5. God’s practice of blessing the righteous is not a hindrance to the development of true righteousness.
Pride is not a problem for just the rich or just the poor. It can come in all forms, even in poverty. Righteousness does not necessitate poverty, though righteousness in riches does come as a challenge. (Examples: Joseph of Arimathea, Lydia, Abraham) There are some God chooses to bless with little, and some He blesses with much. Both are for His glory, and what it comes down to is one’s relationship with Christ (not what one possesses).
6. The book addresses mankind’s wrestling with affliction that defies human explanation.
We so often ask “Why?” when things just don’t seem to make sense. Though we understand that this is a fallen world, we still ask the question. Job did not know why, but God is in control and is not taken aback by anything. Nothing falls outside the umbrella of God’s sovereignty. God responds to Job’s question with questions. He emphasizes that He is sovereign Creator and can do whatever He pleases with those whom He has created. We don’t understand God completely, though there are times when He does reveal Himself.
7. The only kind of faith that will stand up under the problems of life is the faith that is based upon the person of God, not just His actions.
He is faithful even when we fail to see His faithfulness. He is still sovereign even when things seem to be out of control. The greatest evidence of God’s work in our lives may be our faith in Him when we are suffering and do not see Him at work. Some of the greatest opportunities we may have to testify may be during those times when we are pressed.

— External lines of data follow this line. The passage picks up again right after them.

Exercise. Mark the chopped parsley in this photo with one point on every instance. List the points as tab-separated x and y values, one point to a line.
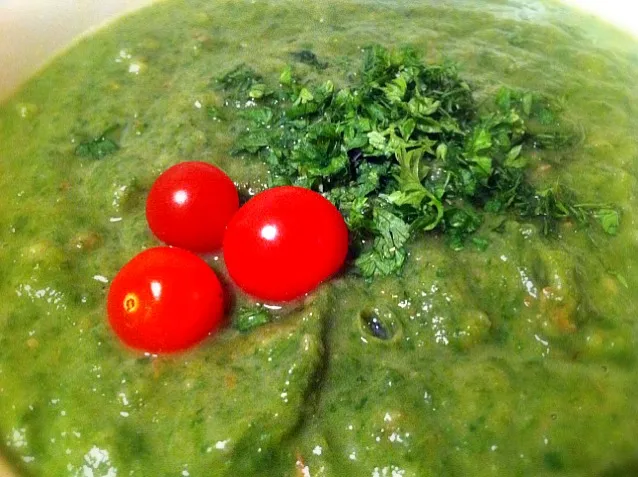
101	146
406	149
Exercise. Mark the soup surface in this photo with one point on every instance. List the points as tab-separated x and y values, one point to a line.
516	360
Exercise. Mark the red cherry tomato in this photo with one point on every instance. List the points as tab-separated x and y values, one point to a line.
190	204
165	299
284	242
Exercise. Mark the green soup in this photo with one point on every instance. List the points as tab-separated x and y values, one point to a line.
516	360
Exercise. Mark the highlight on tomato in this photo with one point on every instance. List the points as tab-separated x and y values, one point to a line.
284	242
190	205
164	300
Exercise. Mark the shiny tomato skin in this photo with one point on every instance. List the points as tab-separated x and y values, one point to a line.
190	205
284	242
164	300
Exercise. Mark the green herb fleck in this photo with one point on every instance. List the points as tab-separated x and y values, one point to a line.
101	146
247	319
406	149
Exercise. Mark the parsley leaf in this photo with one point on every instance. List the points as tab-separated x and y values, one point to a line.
405	149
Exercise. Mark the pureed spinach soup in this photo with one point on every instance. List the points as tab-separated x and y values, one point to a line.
514	354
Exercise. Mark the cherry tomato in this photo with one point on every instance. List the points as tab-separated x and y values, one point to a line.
165	299
190	204
284	242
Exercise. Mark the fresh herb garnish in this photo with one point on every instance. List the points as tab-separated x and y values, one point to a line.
405	150
101	146
246	319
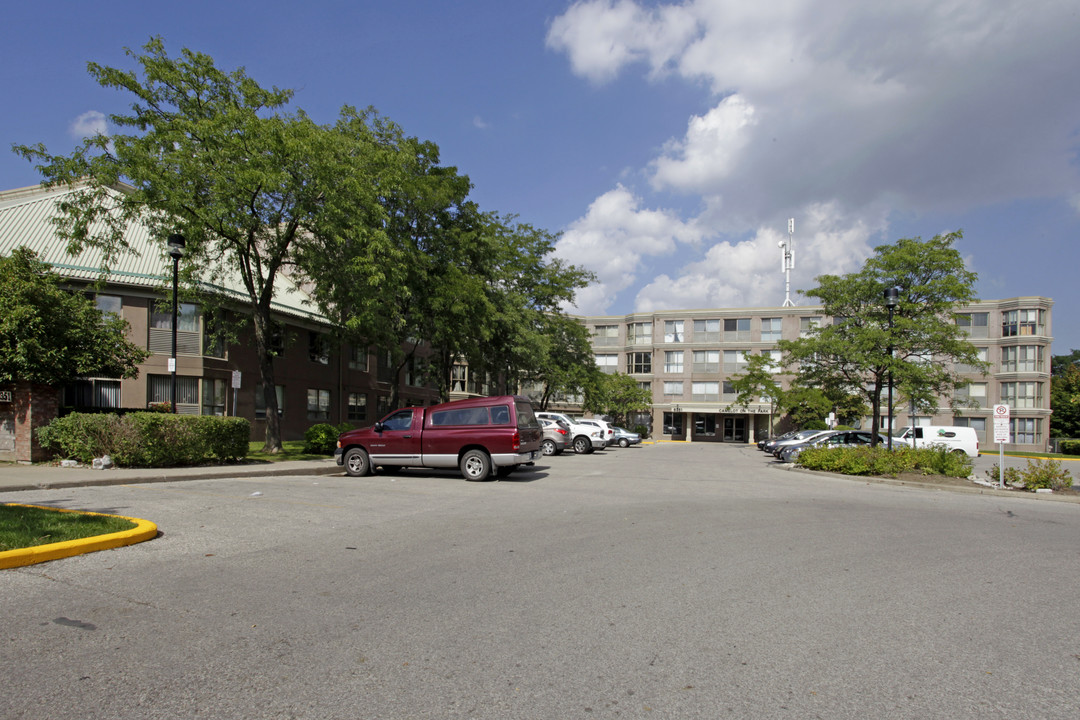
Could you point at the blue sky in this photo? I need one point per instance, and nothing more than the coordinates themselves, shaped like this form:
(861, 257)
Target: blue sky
(667, 141)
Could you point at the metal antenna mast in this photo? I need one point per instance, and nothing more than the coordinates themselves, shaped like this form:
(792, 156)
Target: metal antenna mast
(787, 261)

8. Faith should be based more on knowing God than experiencing God.
If we base our faith on experience, our spiritual life is a mess. What God wants to develop is a faith strong and steady regardless of the mountains and valleys in our lives. Our faith should be grounded in knowing who He is. (see Knowledge of the Holy, A.W. Tozer, and The Attributes of God, A. W. Pink) When are we most prone to take credit for the work which is not ours? Our validation is only found in faithful obedience to the One who has redeemed us.

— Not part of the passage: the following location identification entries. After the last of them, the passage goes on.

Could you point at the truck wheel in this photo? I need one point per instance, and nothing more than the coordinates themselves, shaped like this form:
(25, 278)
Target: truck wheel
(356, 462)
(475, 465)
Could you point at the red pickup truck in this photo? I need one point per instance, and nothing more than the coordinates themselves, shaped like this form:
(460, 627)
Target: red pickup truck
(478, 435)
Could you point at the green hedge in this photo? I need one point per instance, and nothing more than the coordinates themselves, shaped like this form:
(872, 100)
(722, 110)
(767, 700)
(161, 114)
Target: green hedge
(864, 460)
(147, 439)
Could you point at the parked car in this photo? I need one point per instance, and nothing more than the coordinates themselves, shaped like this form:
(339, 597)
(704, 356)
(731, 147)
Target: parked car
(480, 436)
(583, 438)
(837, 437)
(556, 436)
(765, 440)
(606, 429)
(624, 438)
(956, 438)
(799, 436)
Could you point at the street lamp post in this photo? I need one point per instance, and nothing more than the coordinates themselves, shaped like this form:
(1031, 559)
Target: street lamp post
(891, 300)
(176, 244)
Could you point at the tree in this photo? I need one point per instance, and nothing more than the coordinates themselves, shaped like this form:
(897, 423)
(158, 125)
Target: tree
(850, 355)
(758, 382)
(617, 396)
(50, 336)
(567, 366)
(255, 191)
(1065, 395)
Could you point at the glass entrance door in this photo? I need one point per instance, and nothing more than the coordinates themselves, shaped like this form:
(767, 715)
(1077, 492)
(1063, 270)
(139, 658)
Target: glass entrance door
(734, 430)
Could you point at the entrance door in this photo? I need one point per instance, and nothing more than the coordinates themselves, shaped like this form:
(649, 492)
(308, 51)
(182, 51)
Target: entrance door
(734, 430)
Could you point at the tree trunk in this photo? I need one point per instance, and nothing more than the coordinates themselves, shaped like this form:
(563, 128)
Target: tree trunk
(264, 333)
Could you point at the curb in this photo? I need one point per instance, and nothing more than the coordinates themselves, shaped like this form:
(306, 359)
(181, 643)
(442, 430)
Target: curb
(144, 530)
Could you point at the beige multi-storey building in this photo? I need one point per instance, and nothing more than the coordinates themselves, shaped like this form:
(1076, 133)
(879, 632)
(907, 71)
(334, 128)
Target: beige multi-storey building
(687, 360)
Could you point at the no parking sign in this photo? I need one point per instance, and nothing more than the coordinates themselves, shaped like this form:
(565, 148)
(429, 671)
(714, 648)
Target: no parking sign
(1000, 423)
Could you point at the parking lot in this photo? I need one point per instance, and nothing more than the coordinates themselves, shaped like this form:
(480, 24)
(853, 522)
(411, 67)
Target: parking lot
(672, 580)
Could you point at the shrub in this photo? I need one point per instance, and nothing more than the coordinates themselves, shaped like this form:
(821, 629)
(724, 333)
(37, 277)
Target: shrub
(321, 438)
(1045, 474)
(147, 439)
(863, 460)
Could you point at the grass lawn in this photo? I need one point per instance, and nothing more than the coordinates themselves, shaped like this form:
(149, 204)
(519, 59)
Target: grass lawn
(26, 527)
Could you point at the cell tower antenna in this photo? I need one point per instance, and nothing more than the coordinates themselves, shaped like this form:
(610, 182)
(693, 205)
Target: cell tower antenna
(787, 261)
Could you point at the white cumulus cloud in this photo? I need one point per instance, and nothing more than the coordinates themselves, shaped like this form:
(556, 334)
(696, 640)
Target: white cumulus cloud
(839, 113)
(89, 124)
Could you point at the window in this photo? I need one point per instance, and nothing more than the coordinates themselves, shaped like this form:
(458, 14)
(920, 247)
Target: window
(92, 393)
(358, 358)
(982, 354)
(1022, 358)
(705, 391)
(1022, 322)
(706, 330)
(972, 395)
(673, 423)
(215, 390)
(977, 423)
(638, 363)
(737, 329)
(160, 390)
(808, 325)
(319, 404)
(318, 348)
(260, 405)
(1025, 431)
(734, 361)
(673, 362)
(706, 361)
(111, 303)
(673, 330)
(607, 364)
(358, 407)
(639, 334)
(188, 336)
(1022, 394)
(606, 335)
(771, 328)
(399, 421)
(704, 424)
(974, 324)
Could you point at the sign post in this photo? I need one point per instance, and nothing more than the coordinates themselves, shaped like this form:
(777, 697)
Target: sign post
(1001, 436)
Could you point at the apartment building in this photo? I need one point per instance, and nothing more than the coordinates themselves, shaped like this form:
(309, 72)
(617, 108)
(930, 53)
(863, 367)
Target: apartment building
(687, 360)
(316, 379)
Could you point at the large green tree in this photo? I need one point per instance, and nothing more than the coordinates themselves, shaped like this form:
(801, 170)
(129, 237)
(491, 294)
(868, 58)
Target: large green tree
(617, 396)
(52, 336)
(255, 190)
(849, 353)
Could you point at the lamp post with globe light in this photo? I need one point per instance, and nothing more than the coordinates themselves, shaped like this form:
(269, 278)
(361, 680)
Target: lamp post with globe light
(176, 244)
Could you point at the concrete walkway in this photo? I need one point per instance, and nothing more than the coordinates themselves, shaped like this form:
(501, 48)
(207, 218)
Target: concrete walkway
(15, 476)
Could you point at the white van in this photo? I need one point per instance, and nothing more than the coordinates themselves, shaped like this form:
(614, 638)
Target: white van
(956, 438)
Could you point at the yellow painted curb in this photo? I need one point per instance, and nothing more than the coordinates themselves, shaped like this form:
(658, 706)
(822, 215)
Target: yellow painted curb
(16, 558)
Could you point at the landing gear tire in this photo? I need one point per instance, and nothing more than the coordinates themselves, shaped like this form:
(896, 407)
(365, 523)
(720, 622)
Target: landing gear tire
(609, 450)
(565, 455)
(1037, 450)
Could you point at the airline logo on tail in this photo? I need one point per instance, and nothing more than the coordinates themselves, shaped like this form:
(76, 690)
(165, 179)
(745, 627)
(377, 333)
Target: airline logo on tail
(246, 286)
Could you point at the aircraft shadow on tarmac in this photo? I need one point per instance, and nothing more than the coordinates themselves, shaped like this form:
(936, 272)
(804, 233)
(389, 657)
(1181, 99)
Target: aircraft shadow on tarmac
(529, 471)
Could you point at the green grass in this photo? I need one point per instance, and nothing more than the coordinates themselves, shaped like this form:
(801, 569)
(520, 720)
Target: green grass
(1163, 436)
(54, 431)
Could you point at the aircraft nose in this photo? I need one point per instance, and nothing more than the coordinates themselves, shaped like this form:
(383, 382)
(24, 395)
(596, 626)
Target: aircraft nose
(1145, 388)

9. The Book of Job teaches us about spiritual warfare and what we need to remember:
a. Remember God’s sovereignty.
Do we think God did not know the answers Satan would give? Satan has no ultimate power in this situation; Satan is under God’s authority. We need to recognize that there are times when we are the battlefield, and God is in control. Satan may have power, but it is limited and still under God’s rule.
What are the tools Satan uses? Financial loss (Job 1:13-17), loss of loved ones, loss of one's own health, and loss of support from others (Job 19). All of these tools still come under God’s authority and control, and we must recognize this. Job continued to have hope in the Lord, rather than those things which were lost.
b. Remember God’s wisdom.
“God is sovereign, but does He really know what He is doing?” (Genesis 50:20; 1 Corinthians 1:24—wisdom of God to bring about salvation)
c. Remember God's love.
“God is sovereign and wise, but does He really care about me?”
The greatest display of God’s goodness -> Job 42:1ff God reveals Himself to Job
How has God shown that love to us? By revealing Himself to us in the person of His Son, Jesus Christ.